En proposant ce texte, le gouvernement espérait réduire le délai de traitement des dossiers, qui prend rarement moins de deux ans. Des « procédures accélérées » sont censées limiter ce délai à neuf mois ; en parallèle ont été pensées une série de mesures assurant un accès plus large à l’hébergement par une meilleure répartition des demandeurs sur le territoire, ainsi que la présence d’un tiers à l’entretien devant l’Office français des réfugiés et des apatrides (Ofpra).

Après son passage en commission des lois, le ton a changé. Des amendements imposent aux déboutés du droit d’asile de quitter le territoire et interdisent à tous les refusés de solliciter un autre mode de régularisation. Des mesures qui, selon Serge Slama, maître de conférences en droit public et spécialiste des droits des étrangers, sont contraires aux textes européens. Ce qui fait dire au député socialiste Jean-Yves Leconte que la prise en main par l’UMP en commission des lois est « soit de l’incompétence, soit de l’exploitation politique ».

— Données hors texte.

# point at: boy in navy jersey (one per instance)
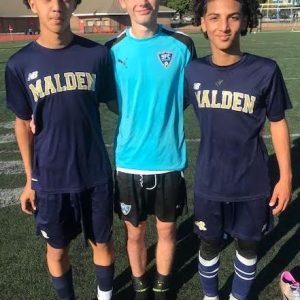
(60, 80)
(232, 94)
(150, 147)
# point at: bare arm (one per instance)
(283, 189)
(24, 138)
(113, 106)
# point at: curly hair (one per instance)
(249, 11)
(28, 6)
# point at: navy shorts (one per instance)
(61, 217)
(247, 220)
(137, 196)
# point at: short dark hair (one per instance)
(28, 6)
(249, 11)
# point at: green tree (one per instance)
(181, 6)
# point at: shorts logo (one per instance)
(125, 208)
(201, 225)
(32, 75)
(264, 228)
(165, 58)
(197, 86)
(44, 234)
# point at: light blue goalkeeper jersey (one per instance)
(150, 78)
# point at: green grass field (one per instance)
(23, 274)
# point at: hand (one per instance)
(27, 199)
(281, 197)
(32, 125)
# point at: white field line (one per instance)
(267, 136)
(7, 125)
(9, 196)
(7, 138)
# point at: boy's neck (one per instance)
(54, 40)
(221, 58)
(141, 31)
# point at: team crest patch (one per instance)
(125, 208)
(201, 225)
(165, 58)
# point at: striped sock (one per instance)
(63, 286)
(244, 275)
(105, 276)
(208, 271)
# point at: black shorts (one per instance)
(162, 195)
(247, 220)
(61, 217)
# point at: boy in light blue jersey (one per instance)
(150, 153)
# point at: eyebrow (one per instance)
(217, 14)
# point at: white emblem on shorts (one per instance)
(44, 234)
(125, 208)
(197, 86)
(201, 225)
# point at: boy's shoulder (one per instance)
(264, 61)
(21, 56)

Le débat s’est envenimé « parce que nous entrons dans une séquence plus politique », estime Esther Benbassa. La divulgation d’un document provisoire de la Cour des comptes, chiffrant à 2 milliards d’euros par an le coût de l’asile en France et affirmant que 1 % seulement des déboutés faisant l’objet d’une obligation de quitter le territoire français (OQTF) sont effectivement expulsés, a nourri l’argumentaire de ceux qui voulaient politiser ce dossier, où il est question de droits de l’homme et non d’immigration. Un second projet de loi sur les titres de séjour « sera examiné en 2015 », a confirmé l’entourage de Bernard Cazeneuve.

La réforme de l’asile pâtit d’avoir été disjointe de celle de l’immigration, en tout cas pour l’UMP, et souffre d’arriver en discussion alors que les naufrages se multiplient en Méditerranée, donnant l’impression d’une Europe assiégée. Alors que les demandes d’asile ont baissé – de 2,2 % – en France en 2014, pour la première fois depuis sept ans. »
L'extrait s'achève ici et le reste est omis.